Visits to primary health care centres is mistaken to be for the poor; people who can’t afford the tertiary health system bills, this orientation in itself reduces the effect and efficiency of primary health care in our local communities. The incidence of mortality and morbidity in communities is raised by 20% and this is as a result of primary health care being paralysed by the individuals who are toprotect and keep it running. Primary health care as agreed by the World Health Organization (WHO), is about caring for people, rather than simply treating specific diseases and health conditions. Primary health care must be identified as a frontier for health security in our society.

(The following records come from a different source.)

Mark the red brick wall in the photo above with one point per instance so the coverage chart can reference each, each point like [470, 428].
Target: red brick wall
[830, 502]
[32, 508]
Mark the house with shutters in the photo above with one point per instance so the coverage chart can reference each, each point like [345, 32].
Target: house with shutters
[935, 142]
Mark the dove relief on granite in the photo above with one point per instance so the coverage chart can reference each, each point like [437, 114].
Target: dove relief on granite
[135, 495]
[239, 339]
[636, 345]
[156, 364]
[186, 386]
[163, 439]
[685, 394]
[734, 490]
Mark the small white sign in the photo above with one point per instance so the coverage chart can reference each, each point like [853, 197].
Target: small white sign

Primary health care is first committed to preventive care( surveillance and inspection of epidemics and microbial resistance), before the management of Chronic health condition and palliative care. One major reason for this hiccups in the health system hiarachy can be traced to negligence on the part of health care users either as a private system or a public system. We have our focus directed to treatment rather than prevention leaving primary health care centres less utilize and less equipped. It is believed that with an adequately well equipped health care centres ( emergency room, labour ward, mini lab, general ward, etc) there would be a decrease in the rate of maternal deaths arising from complications on home delivery, and other unfavorable outcome of health deals. Primary health care centres is the Closest to the community and so must be allowed to function as such.

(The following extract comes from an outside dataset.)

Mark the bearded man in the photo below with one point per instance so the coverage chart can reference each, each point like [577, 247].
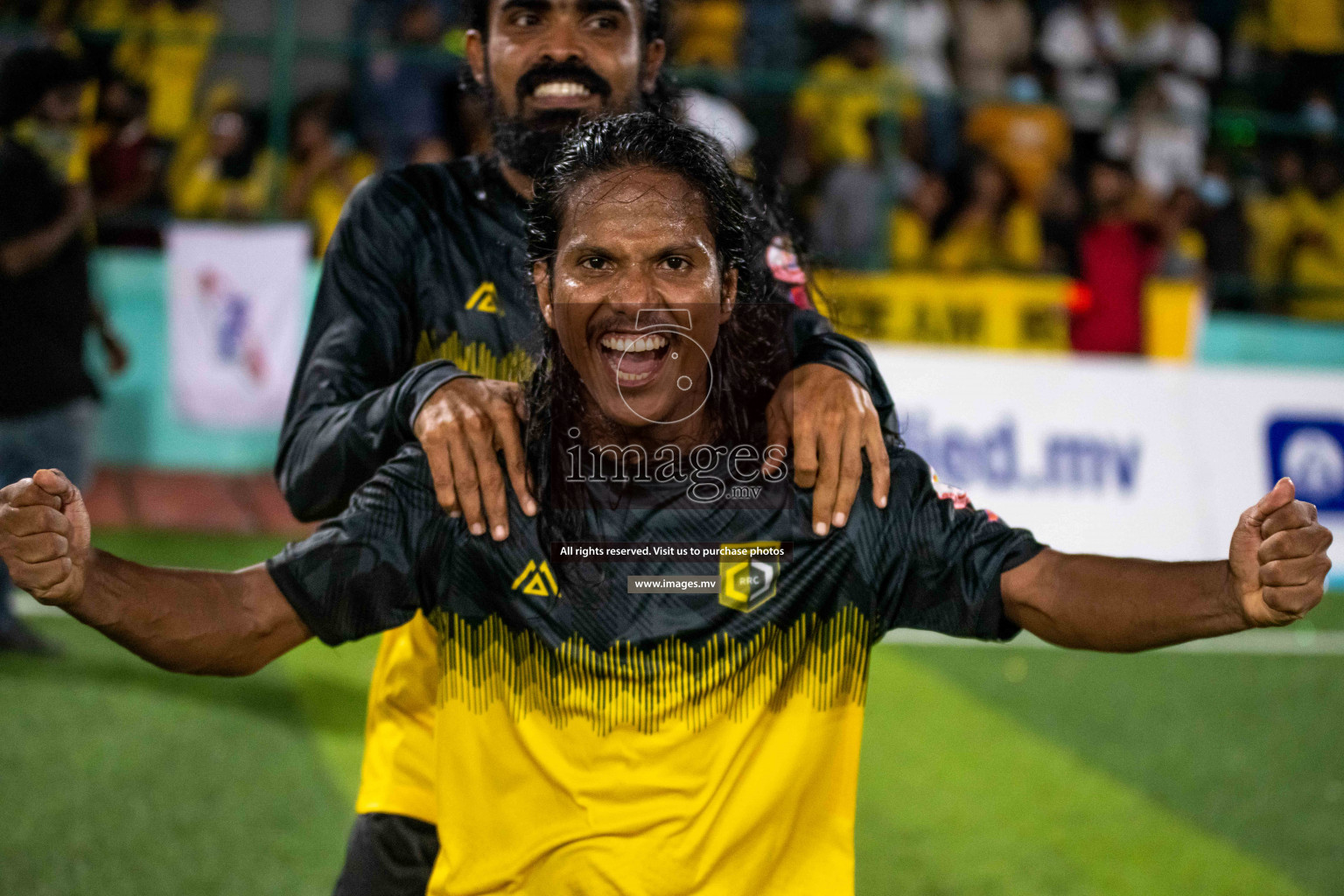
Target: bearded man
[425, 326]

Primary health care centres if properly thought through also serve as a way of reducing the workload of health care providers at the secondary and tertiary level. There has been series of reported cases of burnout and death incidence at the point of care which involves physical exhaustion and psychological exhaustion due to the current ratio of work burden and care givers to patients ( ratio: 100:1). The health care system if to be fixed must first begin at the grass root level. The tertiary level can’t bypass this phase until the primary level is sorted; there’s less or nothing complains and protest can do if this is not considered. When the primary health care centre is actively running with promptly licensed individuals in reasonable quantities and specialized qualities we’ll record and have less reported cases of burnout or deaths of care givers both at the primary or tertiary level of the health system.
Increase in man labour and standard equipped centres would not only bring relief to workplace burden on caregivers but also increased community participation in renovating the health system.
At the current level of the country’s economy, the expenditure rate to treating diseases and special conditions is increasingly alarming; we individually spend more on maintaining health ( treating a specific illness either to self or family member). Consider the usefulness if this percentage channeled to prevention of an health condition and investments in the society’s economy, there’ll be more thriving individuals in our small communities grateful for a healthy system, less burden on the government and a safe place for the future.
“Doing the right is preventing wrong from happening” _ Primary health care promotes health security; reforming the primary health care centres is the Right thing to do. Not also forgetting that primary health care is essential to achieve the health related Sustainable Development Goals (SDGs) and also universal health coverage.